When it comes to fine sports cars, though, life has never been so bountiful. From the P1 to the latest Porsche Cayman, from all modern Ferraris to the F-type, from GT-R to GT3. Even the French have rediscovered their joie de vivre, as evinced by the Peugeot RCZ and a menu of spirited Renaults.
Yet in one key area we are a cursed generation. This is due to the almost total extinction of a breed of car that was once the favoured plaything of bright young folk. Ironically, it’s a type of car well suited to today’s driving environment, where fun should be generated by means other than speed and aggression; and where style, agility, a ‘special’ experience and affordability are all prized.
I refer, of course, to the British roadster. If we were to time-travel back to those happy days of deserted B-roads and no speed limits, we would find these quiet Elysian byways peppered with MGs and open-top Triumphs and – steered by a more serious breed of driver – Lotus Elans and big-engine Austin-Healeys.
Today, like the biplane and the giant beaver, they are all extinct, killed by poor quality (from leaking roofs to seeping sumps), fossilised engineering and no foresight. If we exclude minimalist Caterhams and Westfields, and other raw roadsters that revel in a certain intensity of self-flagellation, only one car maker serves up an affordable British-style roadster: Mazda.
The story of the first MX-5 has been told before, so I will not go into great detail – other than to tell you that the design was partly done by my old tennis partner Tom Matano, was inspired by classic British roadsters, that the Lotus Elan was the role model (a wise choice: the Elan was the best of them all, dynamically); and while MGs, Triumph TRs etc were by then mostly museum pieces, the MX-5 proved a great success. It quickly became the world’s best-selling sports car.
Emboldened by Mazda’s success, some car makers returned to the fold. Fiat launched its sweet and pretty Barchetta (little boat), Alfa Romeo reintroduced the Spider, hoping to ride a tide of roadster (and Graduate) nostalgia; Honda made the high-revving S2000; even Pontiac sold an inexpensive open-top two-seater, the Solstice. The Brits, their intellectual property impugned (nay, improved), briefly came back – remember the MGF? This was a typical Rover Group car: over-complicated, over budget and overwhelmed in the showroom by the MX-5.
For the new Mk4, Mazda focused on improving the best of all MX-5s: the first one. This was the smallest, the lightest, the most agile, the most driver focused. The Mk2 and Mk3 iterations, though unmistakably members of the same noble family, were beefier beasts, more benumbed. Some of that old zestfulness was missing.

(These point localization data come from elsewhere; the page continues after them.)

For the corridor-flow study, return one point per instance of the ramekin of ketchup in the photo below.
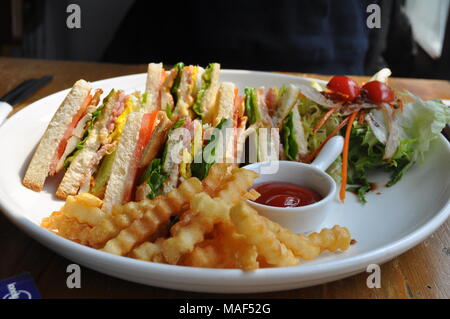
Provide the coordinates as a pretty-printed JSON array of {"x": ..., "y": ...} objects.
[
  {"x": 283, "y": 194},
  {"x": 296, "y": 195}
]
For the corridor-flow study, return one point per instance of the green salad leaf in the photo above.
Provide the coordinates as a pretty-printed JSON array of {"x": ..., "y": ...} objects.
[
  {"x": 155, "y": 177},
  {"x": 289, "y": 143}
]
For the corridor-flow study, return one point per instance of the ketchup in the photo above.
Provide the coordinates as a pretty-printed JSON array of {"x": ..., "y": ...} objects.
[{"x": 282, "y": 194}]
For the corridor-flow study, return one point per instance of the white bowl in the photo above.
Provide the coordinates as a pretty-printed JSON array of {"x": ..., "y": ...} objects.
[{"x": 312, "y": 176}]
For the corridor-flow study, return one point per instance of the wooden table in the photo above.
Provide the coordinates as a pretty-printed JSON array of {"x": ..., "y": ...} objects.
[{"x": 422, "y": 272}]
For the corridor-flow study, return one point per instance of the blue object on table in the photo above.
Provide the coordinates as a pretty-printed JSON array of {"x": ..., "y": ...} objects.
[{"x": 19, "y": 287}]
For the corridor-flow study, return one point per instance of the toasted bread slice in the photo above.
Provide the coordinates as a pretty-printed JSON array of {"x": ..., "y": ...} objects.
[
  {"x": 125, "y": 164},
  {"x": 82, "y": 166},
  {"x": 39, "y": 167}
]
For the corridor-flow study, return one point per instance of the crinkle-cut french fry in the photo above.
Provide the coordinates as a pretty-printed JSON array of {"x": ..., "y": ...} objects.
[
  {"x": 232, "y": 184},
  {"x": 208, "y": 256},
  {"x": 248, "y": 222},
  {"x": 121, "y": 217},
  {"x": 237, "y": 252},
  {"x": 332, "y": 239},
  {"x": 149, "y": 251},
  {"x": 207, "y": 212},
  {"x": 217, "y": 176},
  {"x": 67, "y": 227},
  {"x": 252, "y": 194},
  {"x": 241, "y": 179},
  {"x": 300, "y": 244},
  {"x": 85, "y": 208},
  {"x": 142, "y": 228}
]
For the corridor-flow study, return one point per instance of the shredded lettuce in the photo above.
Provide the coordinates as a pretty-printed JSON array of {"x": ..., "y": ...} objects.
[{"x": 289, "y": 143}]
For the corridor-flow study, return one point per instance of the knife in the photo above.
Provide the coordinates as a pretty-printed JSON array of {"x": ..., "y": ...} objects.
[{"x": 19, "y": 94}]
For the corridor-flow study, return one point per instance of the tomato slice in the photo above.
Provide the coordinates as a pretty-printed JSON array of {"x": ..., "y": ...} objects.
[
  {"x": 344, "y": 86},
  {"x": 145, "y": 134},
  {"x": 379, "y": 92}
]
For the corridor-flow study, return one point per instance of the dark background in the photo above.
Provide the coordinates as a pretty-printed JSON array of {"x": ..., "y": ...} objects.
[{"x": 319, "y": 36}]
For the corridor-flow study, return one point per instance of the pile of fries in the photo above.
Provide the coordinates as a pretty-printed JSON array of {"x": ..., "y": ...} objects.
[{"x": 201, "y": 223}]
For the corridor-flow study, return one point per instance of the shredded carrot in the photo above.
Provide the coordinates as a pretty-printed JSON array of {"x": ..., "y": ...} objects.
[
  {"x": 361, "y": 118},
  {"x": 400, "y": 104},
  {"x": 345, "y": 155},
  {"x": 324, "y": 119},
  {"x": 311, "y": 156}
]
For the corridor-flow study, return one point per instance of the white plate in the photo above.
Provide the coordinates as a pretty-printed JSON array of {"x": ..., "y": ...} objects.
[{"x": 392, "y": 222}]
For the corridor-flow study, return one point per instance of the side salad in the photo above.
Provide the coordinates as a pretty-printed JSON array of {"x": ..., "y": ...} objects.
[{"x": 381, "y": 130}]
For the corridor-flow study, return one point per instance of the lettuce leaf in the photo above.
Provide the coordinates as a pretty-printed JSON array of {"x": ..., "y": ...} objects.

So what are the key ingredients that differentiate a ‘British’ roadster from other sporting cars, such as a hot hatch or a pricey Porsche? First, it must be light and small. The Mk4 MX-5 is 55mm shorter than the diminutive original and weighs just 975kg – that’s 150kg less than the (recently deceased) Mini Roadster, a car which brazenly promoted its English roadster roots rather than, as the MX-5 does, subtly conveying the breed’s charm. That’s also 200kg lighter than a Fiesta ST.
Second, it must be rear-wheel drive. For ultimate balance, agility and steerabiity, nothing else will really do. (Ferrari, BMW, Porsche and Lotus – the long-term masters of driving enjoyment – all know this; Alfa Romeo is belatedly rediscovering it.)
Third, it should have two seats only, for more intimacy and less bulk. Plus it should be naturally aspirated, without the huff and puff of a frenzied turbo. Of course, you must rev the engine to generate thrills, but that’s half the fun. Then there’s the sensory wind-in-the-hair pleasure, accessible by the most deliciously easy (manual!) folding roof, one-handed and executed in seconds. Finally, a good ‘British’ roadster must be inexpensive. Happily, the entry level 1.5-litre MX-5 – all you need – is just over £18,000.
The British roadster’s golden age was indeed long ago, in a carefree driving environment far removed from today’s strictures and constraints. Yet the latest MX-5 could well be the ultimate expression of this happy genre.